Foram assinados contratos para a edição em disco da canção, que foi divulgada na Europa em três idiomas (inglês, francês e espanhol) e com material complementar para revistas, jornais, estações de rádio e cadeias de televisão. A versão francesa foi muito elogiada, e houve quem perguntasse por que razão não havia a Tourada de ser interpretada em francês, o que não seria bem visto pela RTP, obviamente, nem pelo Governo.
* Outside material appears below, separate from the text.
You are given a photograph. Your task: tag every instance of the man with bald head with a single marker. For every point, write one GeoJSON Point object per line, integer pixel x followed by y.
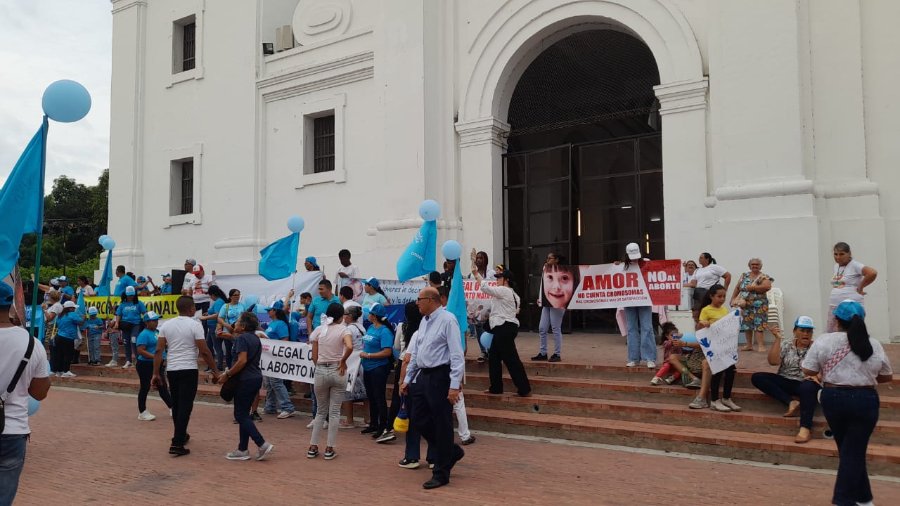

Fernando Tordo apenas teve um cartaz promocional, a preto-e-branco, no átrio do Hotel Cravate. Os seus discos e o dossiê informativo foram em número insuficiente para a distribuição pela comunicação social e pelos representantes de outros países, esgotando-se logo após a chegada, para além de se não verem e ouvirem nas discotecas da cidade, onde por sinal habitavam cerca de 20 mil portugueses. Ainda assim, soou aos ouvidos dos imigrantes no Luxemburgo, para quem o cantor atuou numa festa por eles preparada, cantando essa e outras canções do seu repertório. Foi a surpresa geral entre esses portugueses, que não conheciam a nova música feita em Portugal.
A nossa Tourada foi a terceira canção a ser interpretada na noite do evento e, no final, Tordo pegou bem "pelos cornos da desgraça" o décimo lugar (80 pontos): "O Ary fez da Tourada um limão. Espremeu-o e deu diversos sumos" (Flama. 6 abr. 1973, p. 41), referiu. Neste festival eurovisivo, o que ganhou foi a "Tourada do Dinheiro" (O Século Ilustrado. 14 abr. 1973, p. 6.). Fernando Tordo referiu que estava demonstrado que a maior parte dos componentes do júri preferia canções para assobiar, do que poemas para pensar, entendendo ser o da Tourada o melhor poema do festival. Em exclusivo para a Tele Semana, o jornalista Raymond Nicholas faz um comentário ao espetáculo, no qual considera a canção portuguesa "uma daquelas que surgiu neste festival do Luxemburgo com o propósito de sacudir velhos e mornos conceitos de estilos que mais interessam a festivais deste género. E, como tal, para além do valor intrínseco da canção e das suas virtudes poéticas e musicais (e, ainda, da bela sugestão de coisa própria, em confronto com géneros de consumo internacionalizado), acabou por ficar um tanto ou quanto distante, na classificação, do lugar que, em minha opinião, lhe pertence." (Tele Semana. 13 abr. 1973, pp. 42-43)
Ary e Tordo, "el diestro e su apoderado", puderam gabar-se de terem feito uma boa "faena", com saída honrosa pela "porta grande", mas aquela ainda não era a época para ganhar a canção política na Eurovisão. Onze e picos e um "boa-noite" do locutor português, Artur Agostinho, finalizou a transmissão para Portugal, num dia em que coincidiu, curiosamente, com um dos quatro do Congresso da Oposição Democrática, em Aveiro (4 a 8 de abril).
Em Portugal, o poder da palavra atingiu o primeiro lugar, através de uma canção-metáfora. Foi um ataque bem-sucedido, marcando uma geração e uma época. Os problemas do povo português eram cada vez mais graves e verificava-se a total incapacidade das forças dominantes para os resolver. Aliás, ontem como hoje. Que venha outra dessas "touradas"!
E parece que esse foi o único período em que, na RTP, a seleção de canções foi transparentemente democrática, tal como as fontes antigas documentam, porque das outras mais recentes, pelos vistos, não se sabe delas... "E cismo!"